2 Responses to Putting Up the Harvest

  1. Nancy says:

    Jen, your pictures are gorgeous! It’s almost like looking at a flower garden! It’s great to hear there are so many ways to ‘can’ tomatoes! I’m still happy with the tried-and-true method I have used for 40 years – peeling each tomato with the blanching method (boiling water, then ice-cold water to crack the skin – so easy to peel after that treatment)…then coring (you just cut off any parts that your garden has rendered useless) and putting into jars. Then a boiling-water bath for 35 min, and they almost always seal themselves if I have properly cleaned the rims of the jars before putting the lids on them. I find that although the tomatoes are quite juicy this way, the juice can boil off when you use them depending on the recipe or to whatever extent you want, (and, after all, it is tomato juice!), and as you cook the sauce you make, the seeds boil down into part of the sauce and are no longer recognizeable as seeds.

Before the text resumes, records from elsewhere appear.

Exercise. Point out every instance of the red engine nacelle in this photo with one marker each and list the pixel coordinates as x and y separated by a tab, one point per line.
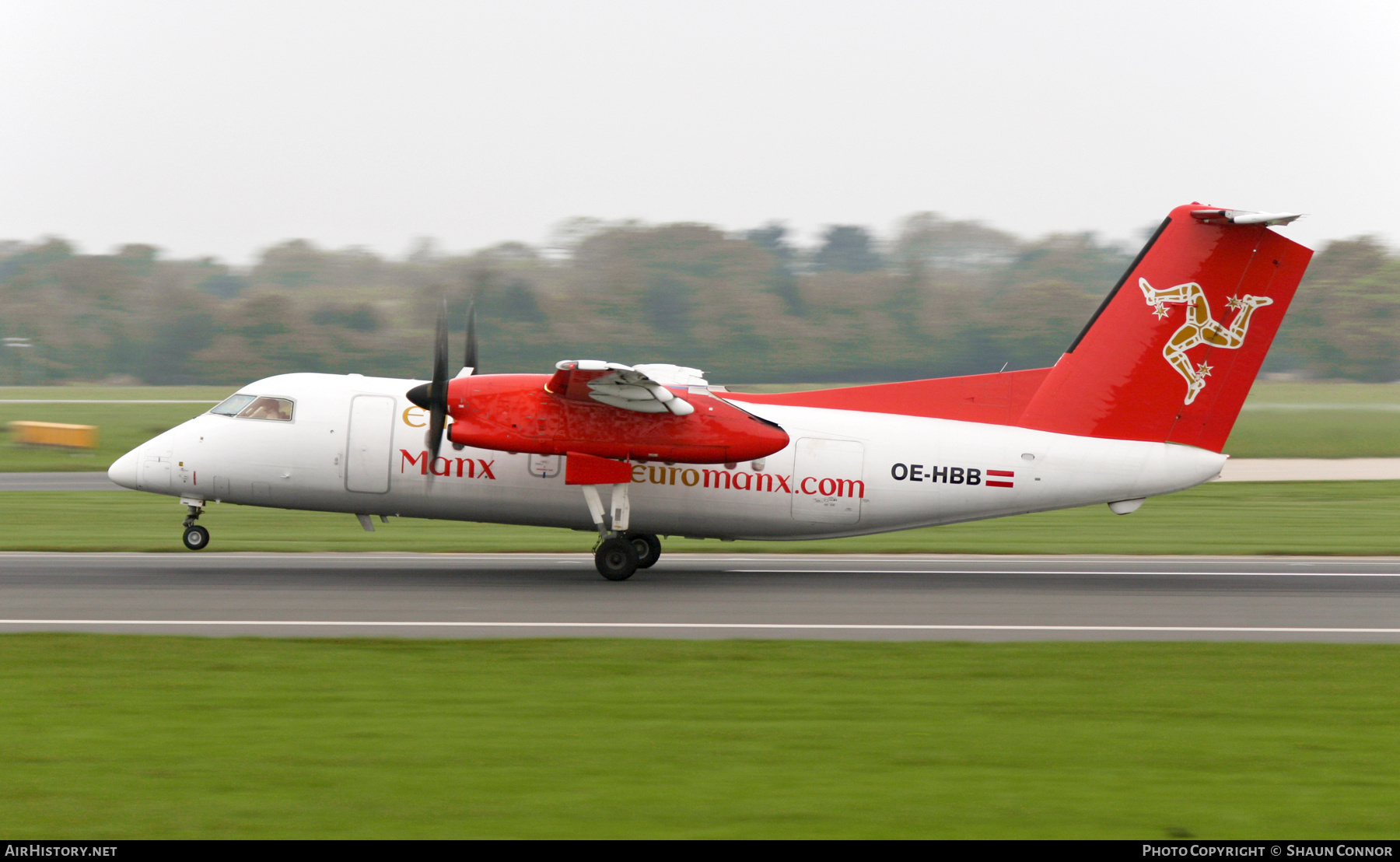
516	413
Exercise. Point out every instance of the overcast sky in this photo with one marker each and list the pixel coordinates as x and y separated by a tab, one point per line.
220	128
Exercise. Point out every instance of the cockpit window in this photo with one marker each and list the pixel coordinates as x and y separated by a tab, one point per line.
251	406
233	405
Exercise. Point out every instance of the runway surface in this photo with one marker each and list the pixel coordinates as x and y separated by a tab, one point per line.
707	597
1237	469
58	482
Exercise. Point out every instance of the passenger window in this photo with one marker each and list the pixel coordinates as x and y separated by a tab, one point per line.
268	408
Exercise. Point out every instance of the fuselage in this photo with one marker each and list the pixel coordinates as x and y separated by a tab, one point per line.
356	444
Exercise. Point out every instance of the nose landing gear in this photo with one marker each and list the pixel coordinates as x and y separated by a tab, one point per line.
196	538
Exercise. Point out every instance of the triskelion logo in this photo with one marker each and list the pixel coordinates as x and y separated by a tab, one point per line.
1200	328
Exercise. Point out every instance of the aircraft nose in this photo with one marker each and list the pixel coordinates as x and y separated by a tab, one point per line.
124	471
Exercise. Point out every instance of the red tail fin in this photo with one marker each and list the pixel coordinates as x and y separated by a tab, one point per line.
1176	345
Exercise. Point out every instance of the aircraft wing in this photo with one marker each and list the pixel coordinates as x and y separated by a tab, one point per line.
639	388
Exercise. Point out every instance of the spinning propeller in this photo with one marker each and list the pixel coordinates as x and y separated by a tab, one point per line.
433	396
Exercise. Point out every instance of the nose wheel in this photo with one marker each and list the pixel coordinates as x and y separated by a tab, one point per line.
196	538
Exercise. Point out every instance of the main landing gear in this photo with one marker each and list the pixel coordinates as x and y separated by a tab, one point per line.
619	553
196	538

Yup, takes more jars, but I have the luxury of space to store them, and it lasts through many many meals! Just finished canning 16 jars for the winter. Yum!

    • jkmcintyre says:

      If I am just making sauce, I tend to boil away most of the water – so some ‘reduced’ jars will be good on space and time. But I will continue to make some the way I learned from you for the juice. E.g., If I am simply adding tomatoes to a soup or stew, I like to pour off the juice and use it instead of water when making rice. If I miss the juice too much, next year I will hot pack them, but not cook them down. Thanks maman!